Comissão decide convocar presidentes de empresas de telefonia celular
Convocada para debater a qualidade dos serviços de telefonia móvel no Estado, a reunião desta terça-feira, 4/10, da Comissão de Defesa dos Direitos do Consumidor terminou sem atingir o principal objetivo proposto. O motivo da interrupção dos trabalhos foi o não-comparecimento dos presidentes das empresas Tim Brasil, Mário César Pereira de Araújo, Claro Telecom Américas, Luiz Cosío, e Grupo Vivo, Roberto Oliveira Lima.
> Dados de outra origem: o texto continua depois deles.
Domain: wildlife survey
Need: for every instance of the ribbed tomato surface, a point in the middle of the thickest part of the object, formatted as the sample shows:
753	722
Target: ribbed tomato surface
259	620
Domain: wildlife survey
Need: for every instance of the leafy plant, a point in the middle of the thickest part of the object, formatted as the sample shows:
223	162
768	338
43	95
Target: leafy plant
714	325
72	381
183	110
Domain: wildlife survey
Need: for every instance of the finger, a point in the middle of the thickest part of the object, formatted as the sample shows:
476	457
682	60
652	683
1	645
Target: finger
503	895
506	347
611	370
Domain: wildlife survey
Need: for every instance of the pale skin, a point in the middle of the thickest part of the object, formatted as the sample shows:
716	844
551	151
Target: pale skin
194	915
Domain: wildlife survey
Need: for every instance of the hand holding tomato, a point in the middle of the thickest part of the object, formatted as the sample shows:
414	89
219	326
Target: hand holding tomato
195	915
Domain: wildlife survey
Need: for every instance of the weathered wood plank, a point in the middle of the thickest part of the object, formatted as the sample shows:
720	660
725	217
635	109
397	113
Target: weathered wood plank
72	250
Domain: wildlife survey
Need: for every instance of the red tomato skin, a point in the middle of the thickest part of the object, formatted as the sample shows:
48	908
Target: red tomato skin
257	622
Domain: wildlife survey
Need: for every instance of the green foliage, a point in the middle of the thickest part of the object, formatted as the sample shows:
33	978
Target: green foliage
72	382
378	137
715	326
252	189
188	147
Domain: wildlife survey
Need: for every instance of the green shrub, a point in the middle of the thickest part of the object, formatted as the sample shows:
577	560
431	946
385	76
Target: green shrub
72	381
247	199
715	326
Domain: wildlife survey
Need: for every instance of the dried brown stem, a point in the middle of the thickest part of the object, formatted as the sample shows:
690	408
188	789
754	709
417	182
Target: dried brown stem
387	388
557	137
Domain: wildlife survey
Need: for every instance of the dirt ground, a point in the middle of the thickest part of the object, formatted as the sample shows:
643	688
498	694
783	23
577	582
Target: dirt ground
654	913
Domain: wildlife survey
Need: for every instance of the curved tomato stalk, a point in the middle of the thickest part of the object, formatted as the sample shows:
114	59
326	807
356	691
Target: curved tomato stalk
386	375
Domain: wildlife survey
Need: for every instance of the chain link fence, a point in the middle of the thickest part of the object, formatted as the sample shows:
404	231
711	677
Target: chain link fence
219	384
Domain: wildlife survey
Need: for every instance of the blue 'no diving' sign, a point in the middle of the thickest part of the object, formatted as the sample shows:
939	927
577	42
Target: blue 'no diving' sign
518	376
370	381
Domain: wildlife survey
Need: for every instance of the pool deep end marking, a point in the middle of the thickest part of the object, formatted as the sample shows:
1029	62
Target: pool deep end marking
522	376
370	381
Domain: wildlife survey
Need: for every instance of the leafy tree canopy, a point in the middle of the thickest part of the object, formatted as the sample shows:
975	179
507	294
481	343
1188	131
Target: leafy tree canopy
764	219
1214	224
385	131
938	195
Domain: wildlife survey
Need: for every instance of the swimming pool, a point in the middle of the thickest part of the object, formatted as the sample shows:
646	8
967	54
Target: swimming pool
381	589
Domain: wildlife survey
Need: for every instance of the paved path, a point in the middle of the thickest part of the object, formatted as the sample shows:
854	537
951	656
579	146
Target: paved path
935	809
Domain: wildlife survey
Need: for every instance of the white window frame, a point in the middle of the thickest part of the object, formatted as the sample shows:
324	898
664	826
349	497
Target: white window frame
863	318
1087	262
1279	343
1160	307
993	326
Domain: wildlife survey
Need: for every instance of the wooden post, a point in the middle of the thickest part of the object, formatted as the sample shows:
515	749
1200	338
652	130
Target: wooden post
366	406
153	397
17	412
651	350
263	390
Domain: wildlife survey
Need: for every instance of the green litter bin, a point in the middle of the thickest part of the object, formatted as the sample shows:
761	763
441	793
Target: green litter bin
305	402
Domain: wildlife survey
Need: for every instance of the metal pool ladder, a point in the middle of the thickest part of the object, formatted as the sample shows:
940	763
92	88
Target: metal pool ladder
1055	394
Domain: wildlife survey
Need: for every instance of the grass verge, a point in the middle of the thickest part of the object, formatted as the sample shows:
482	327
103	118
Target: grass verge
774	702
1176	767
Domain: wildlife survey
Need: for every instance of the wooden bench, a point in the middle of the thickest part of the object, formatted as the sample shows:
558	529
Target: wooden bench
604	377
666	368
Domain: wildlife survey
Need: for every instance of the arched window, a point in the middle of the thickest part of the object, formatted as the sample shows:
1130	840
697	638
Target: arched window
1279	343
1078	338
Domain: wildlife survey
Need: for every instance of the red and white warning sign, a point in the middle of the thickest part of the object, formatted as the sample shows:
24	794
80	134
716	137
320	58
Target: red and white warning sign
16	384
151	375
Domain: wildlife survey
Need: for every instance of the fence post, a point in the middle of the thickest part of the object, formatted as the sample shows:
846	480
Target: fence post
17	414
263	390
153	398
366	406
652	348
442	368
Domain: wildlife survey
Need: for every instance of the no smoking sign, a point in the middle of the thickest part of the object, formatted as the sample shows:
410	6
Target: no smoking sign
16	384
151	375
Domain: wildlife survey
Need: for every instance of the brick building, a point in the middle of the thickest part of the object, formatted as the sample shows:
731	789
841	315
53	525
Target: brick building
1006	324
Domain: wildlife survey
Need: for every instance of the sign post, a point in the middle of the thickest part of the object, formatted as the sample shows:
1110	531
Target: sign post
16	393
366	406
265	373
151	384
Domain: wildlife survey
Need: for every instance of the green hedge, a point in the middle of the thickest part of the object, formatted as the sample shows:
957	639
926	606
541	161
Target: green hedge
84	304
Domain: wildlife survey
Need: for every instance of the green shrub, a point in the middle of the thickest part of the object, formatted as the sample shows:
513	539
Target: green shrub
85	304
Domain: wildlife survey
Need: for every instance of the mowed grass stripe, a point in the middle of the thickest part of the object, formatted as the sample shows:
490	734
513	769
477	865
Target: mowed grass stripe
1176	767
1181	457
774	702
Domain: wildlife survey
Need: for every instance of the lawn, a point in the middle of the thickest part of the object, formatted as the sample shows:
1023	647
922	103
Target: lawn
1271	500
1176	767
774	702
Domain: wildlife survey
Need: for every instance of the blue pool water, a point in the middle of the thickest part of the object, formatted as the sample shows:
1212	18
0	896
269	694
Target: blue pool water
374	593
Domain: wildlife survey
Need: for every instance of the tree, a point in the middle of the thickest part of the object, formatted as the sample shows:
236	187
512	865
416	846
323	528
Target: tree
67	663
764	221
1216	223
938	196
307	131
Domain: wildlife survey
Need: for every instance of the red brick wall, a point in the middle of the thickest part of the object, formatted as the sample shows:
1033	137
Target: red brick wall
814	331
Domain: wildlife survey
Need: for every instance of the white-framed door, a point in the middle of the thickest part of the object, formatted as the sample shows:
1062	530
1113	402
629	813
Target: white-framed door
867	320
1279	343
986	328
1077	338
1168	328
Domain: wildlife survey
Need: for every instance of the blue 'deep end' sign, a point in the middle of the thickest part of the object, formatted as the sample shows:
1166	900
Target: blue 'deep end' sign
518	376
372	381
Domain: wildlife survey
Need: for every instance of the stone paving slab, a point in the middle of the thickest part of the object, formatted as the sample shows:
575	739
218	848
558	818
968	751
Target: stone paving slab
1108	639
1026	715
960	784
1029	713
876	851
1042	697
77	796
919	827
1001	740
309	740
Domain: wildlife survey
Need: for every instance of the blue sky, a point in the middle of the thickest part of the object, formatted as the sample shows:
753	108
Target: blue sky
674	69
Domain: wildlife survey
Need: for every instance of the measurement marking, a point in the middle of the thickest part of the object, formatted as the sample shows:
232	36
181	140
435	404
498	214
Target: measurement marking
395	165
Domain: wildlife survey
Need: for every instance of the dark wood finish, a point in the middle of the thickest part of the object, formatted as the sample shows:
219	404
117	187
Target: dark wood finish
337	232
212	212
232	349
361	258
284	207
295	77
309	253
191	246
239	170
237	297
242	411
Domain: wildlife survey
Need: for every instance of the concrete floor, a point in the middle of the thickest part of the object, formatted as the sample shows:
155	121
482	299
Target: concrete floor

Os presidentes das três companhias enviaram diretores para representá-los, mas os parlamentares entenderam que a prestação de contas das concessionárias de serviços públicos tem de ser feita por seus titulares, e que qualquer liberalidade quanto a essa exigência atentaria contra as prerrogativas do Legislativo. Dessa maneira, por solicitação do deputado Sebastião Arcanjo (PT), a reunião foi suspensa por 30 minutos para a redação de convocações " não mais convites " aos presidentes das empresas de telefonia celular, que foram entregues, mediante assinatura, aos diretores que vieram à Casa com intuito de representá-los. A nova reunião ocorrerá no dia 18/10.
O presidente da comissão, deputado Romeu Tuma, comunicou também o adiamento, para data ainda a ser definida, da reunião que ocorreria no dia 11/10, para abordar assuntos referentes à telefonia fixa, e que deve contar com a presença dos presidentes das empresas Telefonica e Vésper.
Sociedade Civil
Também participaram da reunião da comissão o assessor da Anatel-SP, Arnaldo de Souza Filho, o técnico de proteção e defesa do consumidor da Fundação Procon de São Paulo, Evandro Zuliani, o diretor da Associação de Engenheiros de Telecomunicações, Ruy Bottesi, entre outros representantes de entidades.
A advogada da Associação ProTeste, Maria Inês Dolci, enumerou as principais reclamações do público com relação às empresas de telefonia celular. "A Vivo traz muitas reclamações quanto à falta de segurança " com problemas de clonagem " e com relação a cobranças indevidas e irregularidade na emissão de faturas. Já a Tim falha no descumprimento das ofertas anunciadas", esclareceu Dolci, lembrando que a demora no atendimento dos call centers é uma constante em todas as empresas de telefonia móvel. A representante da ProTeste advertiu ainda que a Anatel está realizando uma consulta pública sobre o período de validade dos créditos em linhas pré-pagas, cujo resultado pode influenciar as alterações na regulamentação do setor. "Mas, além de não terem caráter deliberativo, essas consultas não estão redigidas em linguagem simples e se encontram "escondidas" no site da Anatel", lamentou.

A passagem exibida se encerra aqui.